Oh my poor house. First it has to suffer the indignities of three cats. Peeing in closets, barfing on stairs and under beds, pooping just slightly out of the litter box on the bathroom floor. What a life. This beautiful 1914 sophisticated house with original wood floors and doors and plaster walls. It was not built for a cat loving woman who lets animals be animals and presumes that if a cat is misbehaving it is the human's fault. How horribly unfitting for a grande dame of a house to have furballs ruling the roost.

But then it gets worse. Babies arrive. Not just one cute manageable tug with some misplaced drooling and smelly diapers but three. Three drooling, running, pooping, eating, food throwing, tissue scattering, cat chasing, garbage eating, sticky fingered children. Unmanageable. Except by the rule of gates and bars on the windows and locks and catches screwed into the original wood work on each door.
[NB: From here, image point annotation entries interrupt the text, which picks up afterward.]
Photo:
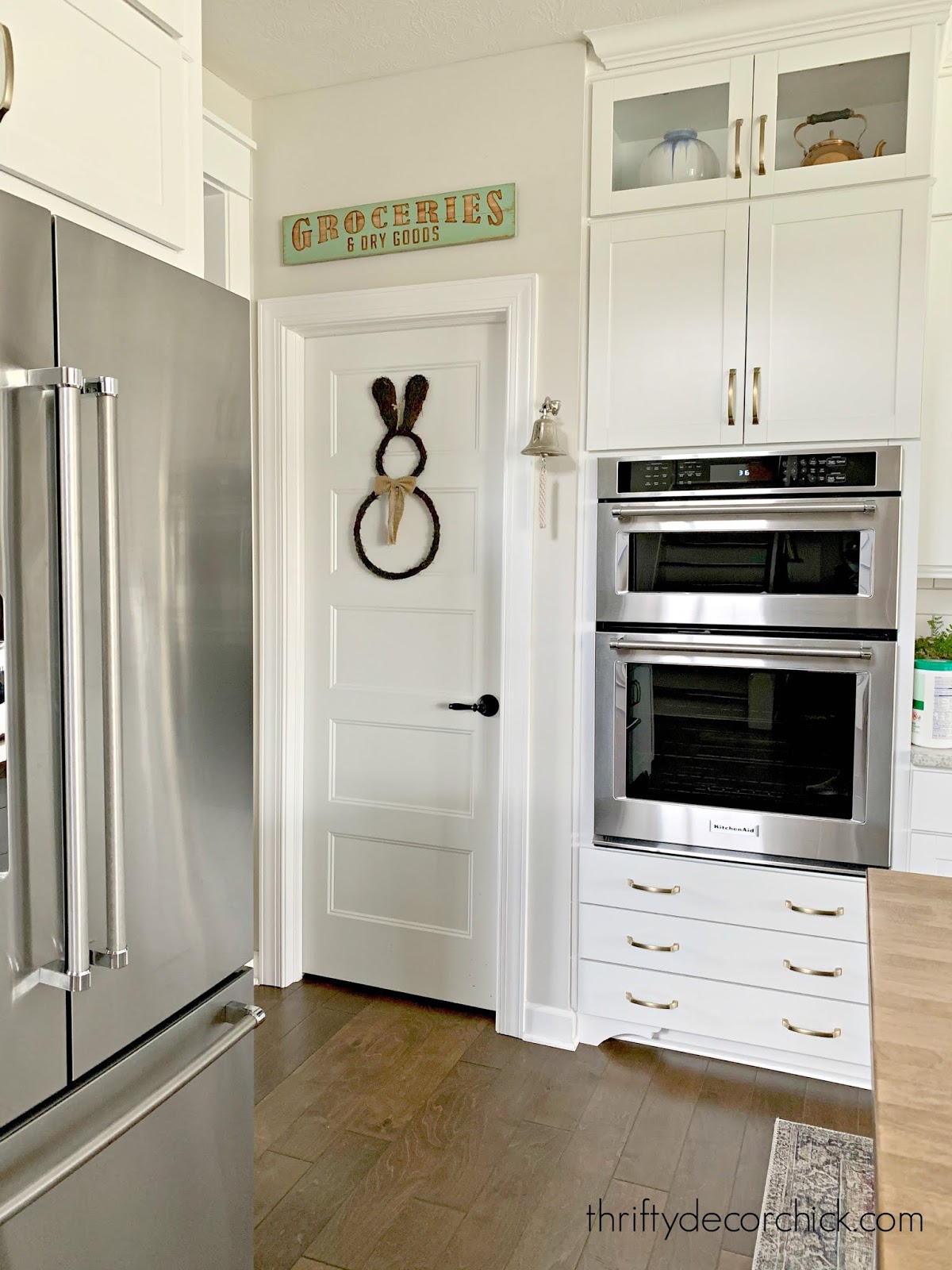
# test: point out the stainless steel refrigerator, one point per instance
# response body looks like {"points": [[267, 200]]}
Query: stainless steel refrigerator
{"points": [[126, 855]]}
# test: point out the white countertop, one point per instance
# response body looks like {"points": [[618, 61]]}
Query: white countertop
{"points": [[939, 760]]}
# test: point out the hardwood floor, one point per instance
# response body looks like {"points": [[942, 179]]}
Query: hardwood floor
{"points": [[403, 1134]]}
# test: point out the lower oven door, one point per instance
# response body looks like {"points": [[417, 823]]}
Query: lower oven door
{"points": [[759, 745]]}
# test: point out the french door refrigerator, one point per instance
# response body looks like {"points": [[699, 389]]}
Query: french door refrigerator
{"points": [[126, 854]]}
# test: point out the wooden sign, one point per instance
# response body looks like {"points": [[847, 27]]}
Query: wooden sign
{"points": [[403, 225]]}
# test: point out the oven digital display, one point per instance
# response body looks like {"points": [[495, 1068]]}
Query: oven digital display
{"points": [[730, 474]]}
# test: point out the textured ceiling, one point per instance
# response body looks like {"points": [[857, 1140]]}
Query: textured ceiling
{"points": [[266, 48]]}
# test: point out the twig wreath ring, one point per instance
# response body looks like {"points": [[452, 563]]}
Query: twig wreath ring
{"points": [[397, 488]]}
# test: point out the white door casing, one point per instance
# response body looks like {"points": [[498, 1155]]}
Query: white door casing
{"points": [[403, 794], [286, 327]]}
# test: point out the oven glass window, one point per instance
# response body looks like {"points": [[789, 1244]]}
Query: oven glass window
{"points": [[750, 562], [731, 737]]}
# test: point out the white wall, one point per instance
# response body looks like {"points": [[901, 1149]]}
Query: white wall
{"points": [[517, 117]]}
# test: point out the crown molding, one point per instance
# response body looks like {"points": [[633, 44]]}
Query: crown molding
{"points": [[747, 25]]}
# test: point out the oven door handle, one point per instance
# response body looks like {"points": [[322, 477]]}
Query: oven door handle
{"points": [[858, 652], [749, 506]]}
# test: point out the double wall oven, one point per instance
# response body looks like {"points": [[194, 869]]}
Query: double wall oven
{"points": [[746, 660]]}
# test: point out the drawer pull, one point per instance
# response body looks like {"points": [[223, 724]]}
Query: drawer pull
{"points": [[653, 948], [814, 912], [822, 975], [651, 1005], [655, 891], [809, 1032]]}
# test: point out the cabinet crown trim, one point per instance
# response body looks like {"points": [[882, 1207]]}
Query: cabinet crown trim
{"points": [[740, 27]]}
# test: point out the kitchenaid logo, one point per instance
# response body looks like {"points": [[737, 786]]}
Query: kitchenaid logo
{"points": [[749, 831]]}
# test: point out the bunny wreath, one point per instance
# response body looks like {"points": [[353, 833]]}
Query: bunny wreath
{"points": [[397, 487]]}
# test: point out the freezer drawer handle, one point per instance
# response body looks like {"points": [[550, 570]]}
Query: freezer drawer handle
{"points": [[67, 383], [114, 956], [243, 1019]]}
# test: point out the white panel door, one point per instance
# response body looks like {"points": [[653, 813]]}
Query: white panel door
{"points": [[835, 321], [403, 794], [666, 324], [98, 112]]}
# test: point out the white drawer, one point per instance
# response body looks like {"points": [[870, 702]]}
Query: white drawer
{"points": [[932, 802], [736, 954], [931, 852], [714, 892], [725, 1011]]}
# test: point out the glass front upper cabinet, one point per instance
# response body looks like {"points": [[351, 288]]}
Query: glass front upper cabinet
{"points": [[843, 112], [673, 137], [833, 114]]}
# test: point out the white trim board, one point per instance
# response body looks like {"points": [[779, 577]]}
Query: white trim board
{"points": [[283, 327]]}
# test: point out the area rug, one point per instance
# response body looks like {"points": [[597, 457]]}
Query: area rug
{"points": [[819, 1185]]}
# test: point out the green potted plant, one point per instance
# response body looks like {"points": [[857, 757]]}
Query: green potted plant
{"points": [[932, 687]]}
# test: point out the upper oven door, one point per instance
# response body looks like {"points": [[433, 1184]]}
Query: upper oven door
{"points": [[755, 745], [822, 563]]}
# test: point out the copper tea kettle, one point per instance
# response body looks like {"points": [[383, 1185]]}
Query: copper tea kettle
{"points": [[833, 149]]}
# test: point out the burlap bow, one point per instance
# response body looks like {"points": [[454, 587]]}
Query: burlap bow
{"points": [[397, 488]]}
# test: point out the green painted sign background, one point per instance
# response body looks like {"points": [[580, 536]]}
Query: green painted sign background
{"points": [[476, 215]]}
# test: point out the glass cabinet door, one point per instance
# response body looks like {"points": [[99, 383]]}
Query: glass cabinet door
{"points": [[843, 112], [672, 137]]}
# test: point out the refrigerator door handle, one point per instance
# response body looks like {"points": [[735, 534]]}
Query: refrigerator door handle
{"points": [[71, 975], [243, 1019], [114, 956]]}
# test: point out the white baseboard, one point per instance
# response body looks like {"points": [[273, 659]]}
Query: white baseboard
{"points": [[545, 1026]]}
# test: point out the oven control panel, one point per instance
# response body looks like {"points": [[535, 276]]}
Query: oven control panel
{"points": [[852, 469]]}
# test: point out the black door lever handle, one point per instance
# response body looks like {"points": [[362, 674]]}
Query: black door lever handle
{"points": [[488, 705]]}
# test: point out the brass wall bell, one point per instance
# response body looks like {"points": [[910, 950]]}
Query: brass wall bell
{"points": [[545, 444], [833, 149]]}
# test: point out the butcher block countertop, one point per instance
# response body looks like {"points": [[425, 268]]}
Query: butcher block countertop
{"points": [[911, 971]]}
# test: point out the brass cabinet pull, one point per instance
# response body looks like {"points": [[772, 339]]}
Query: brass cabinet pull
{"points": [[809, 1032], [651, 1005], [814, 912], [653, 948], [6, 99], [655, 891], [822, 975], [738, 126]]}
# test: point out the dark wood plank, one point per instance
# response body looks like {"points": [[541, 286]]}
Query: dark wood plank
{"points": [[389, 1108], [274, 1176], [624, 1233], [349, 1238], [831, 1106], [566, 1083], [418, 1237], [708, 1166], [555, 1235], [494, 1225], [654, 1146], [292, 1225], [378, 1045], [277, 1058], [776, 1095]]}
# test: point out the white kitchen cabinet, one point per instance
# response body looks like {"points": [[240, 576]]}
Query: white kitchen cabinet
{"points": [[888, 78], [835, 314], [99, 114], [747, 103], [816, 321], [631, 114], [666, 323]]}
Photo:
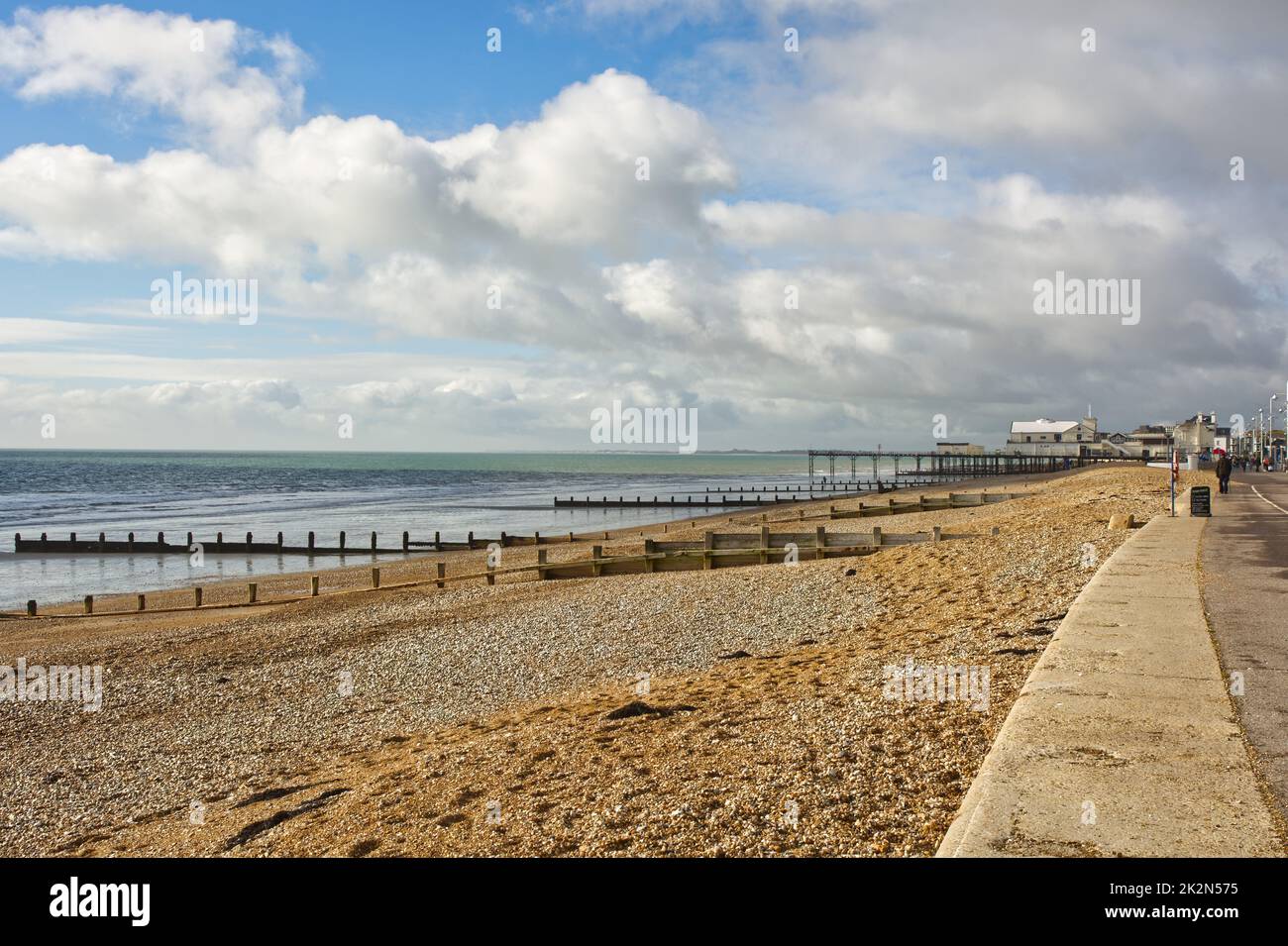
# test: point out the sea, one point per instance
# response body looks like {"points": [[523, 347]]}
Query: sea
{"points": [[146, 491]]}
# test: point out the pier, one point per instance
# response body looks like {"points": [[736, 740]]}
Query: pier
{"points": [[951, 465], [72, 545]]}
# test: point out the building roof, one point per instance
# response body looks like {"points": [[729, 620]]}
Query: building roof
{"points": [[1042, 426]]}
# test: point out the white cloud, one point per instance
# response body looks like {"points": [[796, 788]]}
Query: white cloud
{"points": [[187, 68], [914, 295]]}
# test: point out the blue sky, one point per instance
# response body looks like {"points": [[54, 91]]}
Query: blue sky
{"points": [[774, 174]]}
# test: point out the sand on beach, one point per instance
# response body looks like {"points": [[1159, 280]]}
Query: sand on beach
{"points": [[739, 710]]}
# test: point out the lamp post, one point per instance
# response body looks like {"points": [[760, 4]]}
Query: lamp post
{"points": [[1270, 433]]}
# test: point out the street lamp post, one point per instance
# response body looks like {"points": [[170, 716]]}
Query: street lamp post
{"points": [[1261, 435], [1270, 434]]}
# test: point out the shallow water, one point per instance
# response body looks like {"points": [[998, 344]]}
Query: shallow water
{"points": [[145, 491]]}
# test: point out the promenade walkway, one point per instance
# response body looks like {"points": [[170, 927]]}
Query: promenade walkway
{"points": [[1124, 742]]}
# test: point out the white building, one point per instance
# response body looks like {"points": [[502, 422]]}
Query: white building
{"points": [[1052, 438]]}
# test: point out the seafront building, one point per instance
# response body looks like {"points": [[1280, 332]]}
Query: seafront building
{"points": [[1052, 438]]}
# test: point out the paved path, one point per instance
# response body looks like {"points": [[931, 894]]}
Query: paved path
{"points": [[1124, 742], [1245, 592]]}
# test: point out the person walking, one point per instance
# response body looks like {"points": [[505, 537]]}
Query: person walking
{"points": [[1224, 468]]}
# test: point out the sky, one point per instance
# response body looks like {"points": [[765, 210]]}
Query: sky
{"points": [[469, 227]]}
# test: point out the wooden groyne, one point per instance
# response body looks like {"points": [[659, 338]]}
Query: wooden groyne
{"points": [[953, 501], [73, 545], [702, 499], [713, 550]]}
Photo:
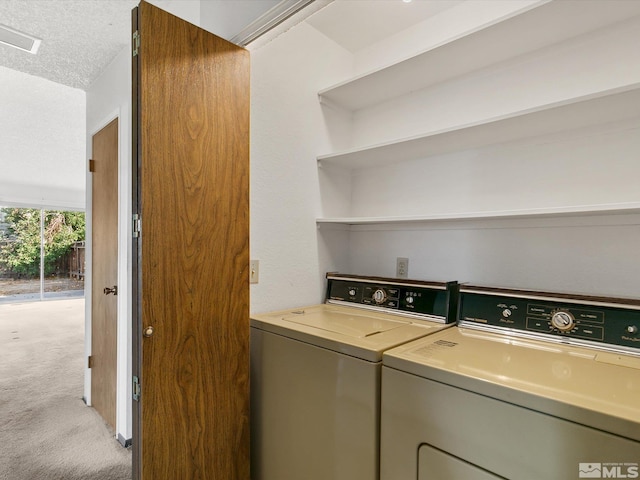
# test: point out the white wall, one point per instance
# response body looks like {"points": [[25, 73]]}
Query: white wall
{"points": [[591, 255], [42, 148], [288, 131]]}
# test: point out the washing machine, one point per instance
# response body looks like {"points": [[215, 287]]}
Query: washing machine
{"points": [[529, 385], [315, 374]]}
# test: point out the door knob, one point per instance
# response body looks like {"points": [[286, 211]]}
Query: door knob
{"points": [[113, 290]]}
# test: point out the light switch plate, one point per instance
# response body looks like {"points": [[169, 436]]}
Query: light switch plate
{"points": [[254, 271]]}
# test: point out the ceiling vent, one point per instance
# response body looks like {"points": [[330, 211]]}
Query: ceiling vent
{"points": [[19, 40]]}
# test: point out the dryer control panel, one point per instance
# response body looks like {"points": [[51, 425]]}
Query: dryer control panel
{"points": [[582, 319], [436, 300]]}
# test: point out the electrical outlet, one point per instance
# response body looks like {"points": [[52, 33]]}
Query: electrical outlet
{"points": [[254, 271], [402, 267]]}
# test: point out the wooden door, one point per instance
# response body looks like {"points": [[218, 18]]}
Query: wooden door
{"points": [[191, 279], [104, 268]]}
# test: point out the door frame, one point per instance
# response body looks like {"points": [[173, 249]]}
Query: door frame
{"points": [[124, 330]]}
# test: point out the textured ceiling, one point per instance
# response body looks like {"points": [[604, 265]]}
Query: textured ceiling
{"points": [[79, 37]]}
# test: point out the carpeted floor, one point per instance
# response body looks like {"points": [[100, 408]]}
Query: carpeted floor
{"points": [[46, 430]]}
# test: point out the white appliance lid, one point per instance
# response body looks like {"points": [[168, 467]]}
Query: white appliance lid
{"points": [[592, 387], [352, 324], [354, 331]]}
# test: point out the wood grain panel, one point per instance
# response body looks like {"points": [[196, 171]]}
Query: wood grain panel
{"points": [[104, 268], [194, 205]]}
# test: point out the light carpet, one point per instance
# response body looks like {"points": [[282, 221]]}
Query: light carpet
{"points": [[46, 430]]}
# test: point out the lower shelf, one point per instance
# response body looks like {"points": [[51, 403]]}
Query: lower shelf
{"points": [[576, 210]]}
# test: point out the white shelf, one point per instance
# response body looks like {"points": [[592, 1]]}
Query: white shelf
{"points": [[506, 38], [577, 210], [597, 109]]}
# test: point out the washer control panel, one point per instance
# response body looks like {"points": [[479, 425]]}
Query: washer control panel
{"points": [[610, 321], [433, 299]]}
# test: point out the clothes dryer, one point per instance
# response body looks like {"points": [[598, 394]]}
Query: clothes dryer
{"points": [[529, 386], [315, 374]]}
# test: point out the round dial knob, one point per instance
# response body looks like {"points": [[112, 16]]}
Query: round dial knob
{"points": [[563, 321], [379, 296]]}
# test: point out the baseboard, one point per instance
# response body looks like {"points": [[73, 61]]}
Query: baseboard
{"points": [[125, 442]]}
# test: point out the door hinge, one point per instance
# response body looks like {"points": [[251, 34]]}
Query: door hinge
{"points": [[137, 225], [136, 388], [135, 42]]}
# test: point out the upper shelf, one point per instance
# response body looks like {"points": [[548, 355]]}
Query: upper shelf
{"points": [[603, 107], [506, 38], [547, 212]]}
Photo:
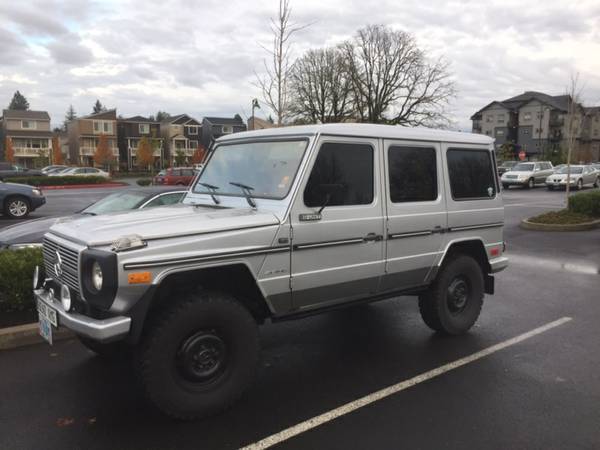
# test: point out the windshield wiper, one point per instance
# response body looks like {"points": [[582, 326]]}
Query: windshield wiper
{"points": [[213, 190], [247, 192]]}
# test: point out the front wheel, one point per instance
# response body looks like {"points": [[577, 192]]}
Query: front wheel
{"points": [[454, 300], [199, 356], [17, 207]]}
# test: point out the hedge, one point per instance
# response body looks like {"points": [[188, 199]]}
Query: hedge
{"points": [[56, 181], [16, 269], [587, 203]]}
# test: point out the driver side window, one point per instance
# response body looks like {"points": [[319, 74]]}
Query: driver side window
{"points": [[342, 175]]}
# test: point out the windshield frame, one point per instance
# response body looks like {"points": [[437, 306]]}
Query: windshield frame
{"points": [[206, 191]]}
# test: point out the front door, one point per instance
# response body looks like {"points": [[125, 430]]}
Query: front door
{"points": [[337, 224]]}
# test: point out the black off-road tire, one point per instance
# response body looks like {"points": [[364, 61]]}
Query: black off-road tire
{"points": [[439, 311], [111, 350], [173, 351]]}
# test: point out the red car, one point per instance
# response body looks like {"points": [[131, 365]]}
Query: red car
{"points": [[179, 176]]}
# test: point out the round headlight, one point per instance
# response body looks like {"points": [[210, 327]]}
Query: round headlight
{"points": [[36, 277], [97, 276], [65, 297]]}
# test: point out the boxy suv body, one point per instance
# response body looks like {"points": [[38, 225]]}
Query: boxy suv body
{"points": [[280, 224]]}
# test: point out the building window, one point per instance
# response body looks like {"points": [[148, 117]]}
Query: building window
{"points": [[471, 174], [413, 174]]}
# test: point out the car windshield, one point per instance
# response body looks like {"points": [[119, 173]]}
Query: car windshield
{"points": [[574, 169], [523, 167], [120, 201], [265, 169]]}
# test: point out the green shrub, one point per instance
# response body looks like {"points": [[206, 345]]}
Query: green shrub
{"points": [[587, 203], [56, 181], [16, 274]]}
Plaster drilled into and abused for the cause of children not falling down stairs, climbing up stairs, sticking fingers into kitchen appliances, touching breakables, opening windows, cracking open heads or generally not getting into places they are not allowed.

So here I sit in the prison that has been made out of a beautiful home. Gate after gate in door after door and stairwells as well. Latches made for smarter people than I, window gates, doorknob protectors and so on wondering, how the heck am I ever going to sell this house to anyone else with all these holes in it?